A agência de classificação de risco S&P Global Ratings rebaixou nesta segunda-feira (20) o rating de crédito da Aegea Saneamento e Participações, registrada na B3 ($B3SA3) como emissora de dedêntures, de ‘B+’ para ‘B’ na escala global. A decisão encerra o período de CreditWatch com implicações negativas, no qual a empresa havia sido colocada em 1º de abril, e reflete o impacto de revisões contábeis que enfraqueceram significativamente os indicadores financeiros da companhia.
Além do rating corporativo, a S&P também rebaixou a nota dos bonds emitidos pela Aegea Finance S.a.r.l. de ‘B+’ para ‘B-‘, alterando ainda o rating de recuperação da dívida de ‘3’ para ‘5’ — o que indica expectativa de recuperação de apenas cerca de 15% em um cenário de inadimplência.
Revisões contábeis pioraram o quadro financeiro
A deterioração dos indicadores da Aegea tem origem em uma série de ajustes contábeis promovidos pela própria companhia, que atrasou repetidamente a divulgação de suas demonstrações financeiras de 2025. Quando os números vieram a público, reformulações substanciais afetaram o reconhecimento de receita — incluindo a contabilização de serviços de água apenas após o pagamento — e a metodologia de receita de construção em contratos de parceria público-privada (PPPs), além de alterações no cálculo de perdas de crédito esperadas e na capitalização de juros de concessões.
O resultado foi uma piora expressiva nas métricas de crédito acompanhadas pela S&P. A agência projeta agora índice de dívida líquida sobre Ebitda em torno de 6,0 vezes em 2026 e 2027, geração de caixa sobre dívida entre 7% e 8%, e cobertura de juros abaixo de 2,0 vezes — números consideravelmente mais fracos do que os 6,9 vezes, 6,6% e 1,9 vez registrados em 2025.
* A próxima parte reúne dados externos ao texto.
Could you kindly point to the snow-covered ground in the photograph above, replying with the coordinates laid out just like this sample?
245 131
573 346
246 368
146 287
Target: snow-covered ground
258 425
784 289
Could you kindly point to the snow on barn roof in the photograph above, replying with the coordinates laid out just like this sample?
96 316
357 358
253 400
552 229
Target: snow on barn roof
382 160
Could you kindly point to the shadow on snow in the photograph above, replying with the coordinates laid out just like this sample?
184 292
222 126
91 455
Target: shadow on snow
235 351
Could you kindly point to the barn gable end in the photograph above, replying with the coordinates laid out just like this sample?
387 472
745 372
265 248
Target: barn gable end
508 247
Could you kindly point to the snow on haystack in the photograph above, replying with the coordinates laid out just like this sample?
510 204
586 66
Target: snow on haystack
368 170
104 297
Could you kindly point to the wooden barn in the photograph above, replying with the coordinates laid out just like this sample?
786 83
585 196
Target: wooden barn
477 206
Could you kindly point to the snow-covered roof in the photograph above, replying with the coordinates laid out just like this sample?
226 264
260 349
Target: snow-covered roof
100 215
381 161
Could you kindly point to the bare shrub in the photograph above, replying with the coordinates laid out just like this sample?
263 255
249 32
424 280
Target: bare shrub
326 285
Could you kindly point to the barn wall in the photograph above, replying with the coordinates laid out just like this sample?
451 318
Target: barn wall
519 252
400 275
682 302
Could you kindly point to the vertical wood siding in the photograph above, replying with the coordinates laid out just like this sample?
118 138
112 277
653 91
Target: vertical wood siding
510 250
Covenants no limite acendem sinal de alerta
O ponto mais sensível do cenário é a proximidade da Aegea do limite de seus covenants financeiros. A companhia possui cláusulas contratuais que exigem a manutenção da dívida líquida sobre Ebitda abaixo de 4,0 vezes. O índice encerrou 2025 em 3,78 vezes — margem estreita diante de uma dívida financeira total de R$ 55,6 bilhões.
Caso haja descumprimento do limite na medição anual de dezembro de 2026, a S&P alerta que credores poderiam exigir a aceleração do pagamento de grande parte das linhas de crédito da empresa, incluindo cerca de R$ 3,7 bilhões de um empréstimo sindicalizado. A agência também aponta que as medições trimestrais de março e junho de 2026 devem seguir pressionadas.
A própria Aegea afirma não esperar descumprir os covenants. Caso as medições dos primeiros trimestres sinalizem risco de quebra, a empresa avalia buscar waivers junto aos credores ou realizar amortizações antecipadas de dívida.
A S&P manteve perspectiva negativa para o rating da Aegea, sinalizando que um novo rebaixamento é possível. O principal gatilho seria uma eventual restrição de acesso da companhia aos mercados de dívida — cenário que comprometeria sua estratégia de crescimento e a melhora projetada do Ebitda. Para que a pressão sobre o rating se alivie, a agência considera necessário que a folga em relação aos covenants supere 10% até dezembro de 2026.